Por debaixo das personagens que interpretavam, os quatro eram uma família como tantas outras: semelhantes nas alegrias, distintas nas tristezas. O pai, Saraiva, já ultrapassara o meio século de vivências e era o argumentista das suas vidas. De baixa estatura, era obeso e tinha um bigode claro, enrolado sobre as maçãs avermelhadas do rosto; o cabelo loiro começava a escassear no topo da cabeça, caindo desgarradamente sobre o pescoço; a personagem abnegada e altruísta que encarnava contrastava com a forma firme e autoritária com que guiava os destinos do Circus Caricatus e da família.
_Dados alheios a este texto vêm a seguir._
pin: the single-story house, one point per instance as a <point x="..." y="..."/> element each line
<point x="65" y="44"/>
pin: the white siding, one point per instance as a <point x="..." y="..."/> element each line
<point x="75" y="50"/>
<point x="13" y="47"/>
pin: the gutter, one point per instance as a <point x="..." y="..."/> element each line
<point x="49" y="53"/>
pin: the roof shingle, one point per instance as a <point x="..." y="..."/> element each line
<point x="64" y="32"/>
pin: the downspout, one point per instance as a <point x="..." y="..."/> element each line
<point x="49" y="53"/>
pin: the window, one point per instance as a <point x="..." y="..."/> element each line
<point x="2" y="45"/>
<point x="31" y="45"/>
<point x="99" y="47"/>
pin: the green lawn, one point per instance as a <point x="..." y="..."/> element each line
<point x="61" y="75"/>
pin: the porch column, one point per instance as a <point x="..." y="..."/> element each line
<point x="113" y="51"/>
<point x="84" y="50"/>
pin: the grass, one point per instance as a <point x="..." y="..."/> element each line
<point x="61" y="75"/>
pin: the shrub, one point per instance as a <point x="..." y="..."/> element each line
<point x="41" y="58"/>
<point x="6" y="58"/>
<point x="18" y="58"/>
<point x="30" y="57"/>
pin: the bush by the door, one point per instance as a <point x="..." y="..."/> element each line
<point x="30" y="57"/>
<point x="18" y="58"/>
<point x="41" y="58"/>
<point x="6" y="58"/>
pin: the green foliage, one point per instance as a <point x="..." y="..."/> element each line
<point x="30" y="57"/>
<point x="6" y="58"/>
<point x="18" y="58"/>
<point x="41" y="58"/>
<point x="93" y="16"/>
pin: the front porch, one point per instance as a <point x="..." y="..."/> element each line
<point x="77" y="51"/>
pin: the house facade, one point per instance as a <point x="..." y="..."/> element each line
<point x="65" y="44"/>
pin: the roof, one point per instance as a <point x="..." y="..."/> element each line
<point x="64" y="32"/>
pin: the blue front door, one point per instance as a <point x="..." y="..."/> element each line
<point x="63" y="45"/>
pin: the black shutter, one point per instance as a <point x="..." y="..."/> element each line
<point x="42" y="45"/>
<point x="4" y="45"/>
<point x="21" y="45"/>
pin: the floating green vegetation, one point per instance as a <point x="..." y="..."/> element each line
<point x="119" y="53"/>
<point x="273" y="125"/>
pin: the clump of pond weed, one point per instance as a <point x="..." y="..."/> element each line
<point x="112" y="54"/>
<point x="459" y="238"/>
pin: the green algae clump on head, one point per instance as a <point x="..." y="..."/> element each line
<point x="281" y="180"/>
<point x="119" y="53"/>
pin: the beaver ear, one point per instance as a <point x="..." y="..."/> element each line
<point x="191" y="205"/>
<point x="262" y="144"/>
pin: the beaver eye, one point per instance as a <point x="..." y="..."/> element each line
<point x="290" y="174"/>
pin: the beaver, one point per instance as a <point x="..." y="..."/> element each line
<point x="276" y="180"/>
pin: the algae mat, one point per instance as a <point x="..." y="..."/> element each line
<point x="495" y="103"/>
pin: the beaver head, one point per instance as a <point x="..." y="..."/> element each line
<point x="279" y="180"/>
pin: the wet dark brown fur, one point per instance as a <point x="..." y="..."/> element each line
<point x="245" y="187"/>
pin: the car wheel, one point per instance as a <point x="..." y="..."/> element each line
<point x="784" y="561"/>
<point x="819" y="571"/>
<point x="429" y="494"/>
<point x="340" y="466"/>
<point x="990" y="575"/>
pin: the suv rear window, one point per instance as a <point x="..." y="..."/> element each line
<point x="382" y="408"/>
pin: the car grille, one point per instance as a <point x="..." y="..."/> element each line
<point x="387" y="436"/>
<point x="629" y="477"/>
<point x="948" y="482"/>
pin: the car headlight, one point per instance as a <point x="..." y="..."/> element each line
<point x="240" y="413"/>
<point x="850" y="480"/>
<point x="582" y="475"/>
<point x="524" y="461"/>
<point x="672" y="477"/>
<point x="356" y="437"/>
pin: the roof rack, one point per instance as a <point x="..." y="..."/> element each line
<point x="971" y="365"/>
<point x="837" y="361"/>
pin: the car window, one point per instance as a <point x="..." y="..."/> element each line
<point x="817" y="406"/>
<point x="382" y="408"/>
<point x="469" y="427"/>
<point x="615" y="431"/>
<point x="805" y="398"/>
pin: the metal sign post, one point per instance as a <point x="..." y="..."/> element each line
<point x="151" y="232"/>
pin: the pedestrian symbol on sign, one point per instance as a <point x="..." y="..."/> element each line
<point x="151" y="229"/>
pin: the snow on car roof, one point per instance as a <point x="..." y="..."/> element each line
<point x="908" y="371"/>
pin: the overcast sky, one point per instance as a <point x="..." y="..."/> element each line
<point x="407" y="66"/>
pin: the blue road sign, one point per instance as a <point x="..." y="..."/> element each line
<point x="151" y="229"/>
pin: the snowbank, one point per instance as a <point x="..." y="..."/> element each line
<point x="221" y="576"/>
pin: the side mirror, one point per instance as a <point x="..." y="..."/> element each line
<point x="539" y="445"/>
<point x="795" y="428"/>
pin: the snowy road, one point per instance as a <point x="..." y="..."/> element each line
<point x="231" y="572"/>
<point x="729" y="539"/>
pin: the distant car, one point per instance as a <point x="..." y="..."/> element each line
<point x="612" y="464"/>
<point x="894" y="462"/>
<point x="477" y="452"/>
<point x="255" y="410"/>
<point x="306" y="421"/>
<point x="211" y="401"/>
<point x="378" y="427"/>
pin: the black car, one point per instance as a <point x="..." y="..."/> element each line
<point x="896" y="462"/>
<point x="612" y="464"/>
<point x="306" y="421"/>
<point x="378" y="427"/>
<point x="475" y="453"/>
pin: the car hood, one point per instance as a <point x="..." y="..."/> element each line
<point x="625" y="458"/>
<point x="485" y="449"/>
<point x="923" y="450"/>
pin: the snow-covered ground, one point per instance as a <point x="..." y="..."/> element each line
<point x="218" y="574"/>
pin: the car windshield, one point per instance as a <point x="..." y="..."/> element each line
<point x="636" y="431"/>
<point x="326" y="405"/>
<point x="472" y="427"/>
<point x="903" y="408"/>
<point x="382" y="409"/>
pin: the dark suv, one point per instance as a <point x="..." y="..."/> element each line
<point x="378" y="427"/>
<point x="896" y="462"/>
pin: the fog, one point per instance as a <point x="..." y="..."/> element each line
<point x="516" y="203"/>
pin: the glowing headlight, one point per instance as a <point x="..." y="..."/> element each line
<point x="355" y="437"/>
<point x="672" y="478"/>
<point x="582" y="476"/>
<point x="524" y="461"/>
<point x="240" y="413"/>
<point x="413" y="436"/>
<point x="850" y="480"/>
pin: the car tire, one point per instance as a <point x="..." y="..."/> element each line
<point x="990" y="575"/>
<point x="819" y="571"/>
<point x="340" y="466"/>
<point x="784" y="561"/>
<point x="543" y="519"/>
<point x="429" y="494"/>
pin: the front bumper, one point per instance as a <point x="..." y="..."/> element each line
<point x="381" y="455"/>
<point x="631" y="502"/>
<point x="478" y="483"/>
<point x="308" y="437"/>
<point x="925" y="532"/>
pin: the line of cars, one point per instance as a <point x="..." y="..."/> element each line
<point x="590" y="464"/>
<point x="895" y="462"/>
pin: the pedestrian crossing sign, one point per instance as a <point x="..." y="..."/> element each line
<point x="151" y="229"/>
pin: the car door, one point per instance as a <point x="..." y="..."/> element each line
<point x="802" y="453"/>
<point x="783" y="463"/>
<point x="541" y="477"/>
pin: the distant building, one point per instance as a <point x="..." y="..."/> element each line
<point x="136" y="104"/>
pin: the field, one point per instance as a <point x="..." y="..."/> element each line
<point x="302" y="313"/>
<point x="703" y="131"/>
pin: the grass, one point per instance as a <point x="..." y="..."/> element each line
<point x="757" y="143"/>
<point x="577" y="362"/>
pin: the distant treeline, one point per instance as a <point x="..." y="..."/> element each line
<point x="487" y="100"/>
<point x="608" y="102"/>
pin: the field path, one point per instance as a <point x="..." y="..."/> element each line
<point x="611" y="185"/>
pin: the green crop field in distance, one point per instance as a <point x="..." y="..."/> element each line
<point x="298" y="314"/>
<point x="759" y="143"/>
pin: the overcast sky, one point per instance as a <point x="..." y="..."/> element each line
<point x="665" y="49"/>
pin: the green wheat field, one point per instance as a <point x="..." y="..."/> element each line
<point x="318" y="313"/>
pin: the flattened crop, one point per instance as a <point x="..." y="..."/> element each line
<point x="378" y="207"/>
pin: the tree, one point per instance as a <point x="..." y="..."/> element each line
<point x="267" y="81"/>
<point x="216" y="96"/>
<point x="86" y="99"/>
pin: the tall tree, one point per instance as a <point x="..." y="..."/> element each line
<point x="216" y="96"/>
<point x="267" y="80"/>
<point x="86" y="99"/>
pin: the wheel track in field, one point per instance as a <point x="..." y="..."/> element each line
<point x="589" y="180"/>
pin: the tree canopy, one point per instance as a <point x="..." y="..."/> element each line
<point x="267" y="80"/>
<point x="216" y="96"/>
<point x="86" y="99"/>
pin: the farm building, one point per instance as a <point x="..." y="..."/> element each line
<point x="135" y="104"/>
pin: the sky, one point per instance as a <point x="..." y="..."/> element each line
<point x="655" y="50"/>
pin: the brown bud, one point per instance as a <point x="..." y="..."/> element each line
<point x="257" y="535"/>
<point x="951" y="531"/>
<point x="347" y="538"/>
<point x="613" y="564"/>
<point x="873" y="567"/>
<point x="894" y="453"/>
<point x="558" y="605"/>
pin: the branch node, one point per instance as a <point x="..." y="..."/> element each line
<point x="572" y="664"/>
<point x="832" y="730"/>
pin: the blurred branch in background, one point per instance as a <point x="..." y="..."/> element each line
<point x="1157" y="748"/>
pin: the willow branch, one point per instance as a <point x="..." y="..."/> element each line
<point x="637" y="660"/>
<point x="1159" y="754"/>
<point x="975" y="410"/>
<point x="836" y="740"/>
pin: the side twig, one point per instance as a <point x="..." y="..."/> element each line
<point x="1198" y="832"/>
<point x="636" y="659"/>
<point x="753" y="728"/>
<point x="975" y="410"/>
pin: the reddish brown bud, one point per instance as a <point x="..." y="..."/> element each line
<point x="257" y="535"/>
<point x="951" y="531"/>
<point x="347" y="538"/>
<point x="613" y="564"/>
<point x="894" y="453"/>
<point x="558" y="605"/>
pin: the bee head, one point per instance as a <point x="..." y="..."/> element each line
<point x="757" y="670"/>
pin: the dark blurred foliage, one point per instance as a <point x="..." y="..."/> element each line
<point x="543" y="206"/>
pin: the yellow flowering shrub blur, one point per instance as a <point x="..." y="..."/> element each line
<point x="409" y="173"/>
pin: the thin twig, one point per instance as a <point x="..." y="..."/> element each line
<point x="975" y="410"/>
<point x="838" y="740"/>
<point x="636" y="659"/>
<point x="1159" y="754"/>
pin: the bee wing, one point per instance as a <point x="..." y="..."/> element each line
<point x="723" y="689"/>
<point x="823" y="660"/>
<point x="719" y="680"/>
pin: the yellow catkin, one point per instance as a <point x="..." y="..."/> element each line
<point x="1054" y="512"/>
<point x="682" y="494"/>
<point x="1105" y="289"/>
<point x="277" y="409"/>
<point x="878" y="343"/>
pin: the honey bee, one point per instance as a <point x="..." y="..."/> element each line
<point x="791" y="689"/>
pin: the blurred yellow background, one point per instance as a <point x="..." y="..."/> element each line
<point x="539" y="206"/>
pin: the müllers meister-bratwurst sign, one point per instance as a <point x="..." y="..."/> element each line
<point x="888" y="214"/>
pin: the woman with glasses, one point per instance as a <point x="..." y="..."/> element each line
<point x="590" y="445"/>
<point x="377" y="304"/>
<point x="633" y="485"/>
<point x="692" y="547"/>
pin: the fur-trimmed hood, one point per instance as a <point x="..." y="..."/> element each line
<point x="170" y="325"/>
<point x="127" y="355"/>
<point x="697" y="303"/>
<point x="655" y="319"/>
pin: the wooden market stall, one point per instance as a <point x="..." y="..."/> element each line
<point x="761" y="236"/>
Filho ilegítimo, Saraiva foi abandonado às portas do Convento de Arouca logo após o nascimento. Contudo, teve a sorte de encontrar refúgio numa família que insistiu em prolongar os serviços do mosteiro. Por lá se manteve até fugir por se recusar a seguir o seminário, em vésperas do primeiro Natal do século. Foi enxovalhado e expulso de muitos sítios, mesmo nos mais remotos. Errando ao sabor da vontade, acabou por encontrar uma alma caridosa no coração da serra de São Macário. Passava as noites na gruta do santo e durante o dia descia oculto até à Pena para se encontrar com uma pastora que lhe levava comida.
Ana era uma rapariga muito mais alta do que Saraiva, de cabelo alourado e pernas prolongadas. Nascera com um tumor no pescoço que lhe foi deformando a esperança. Cresceu longe dos sorrisos e do sonho de encontrar um marido. No primeiro encontro fortuito entre os dois, e depois de um primeiro momento de tensão, deixaram-se seduzir pelos males alheios e durante um mês foram mantendo encontros diários. Ele acabou por convencê-la a fugir e celebraram a união para a vida na ermida do santo. Desceram depois até às aldeias limítrofes e tornaram-se saltimbancos. Pediram emprestado aqui, roubaram além e compraram acolá. Com o que foram amealhando, decidiram abraçar em definitivo a vida errante, encenando os infortúnios a que tinham sido sujeitos, numa história que foi sofrendo alterações à medida que outros intervenientes foram chegando.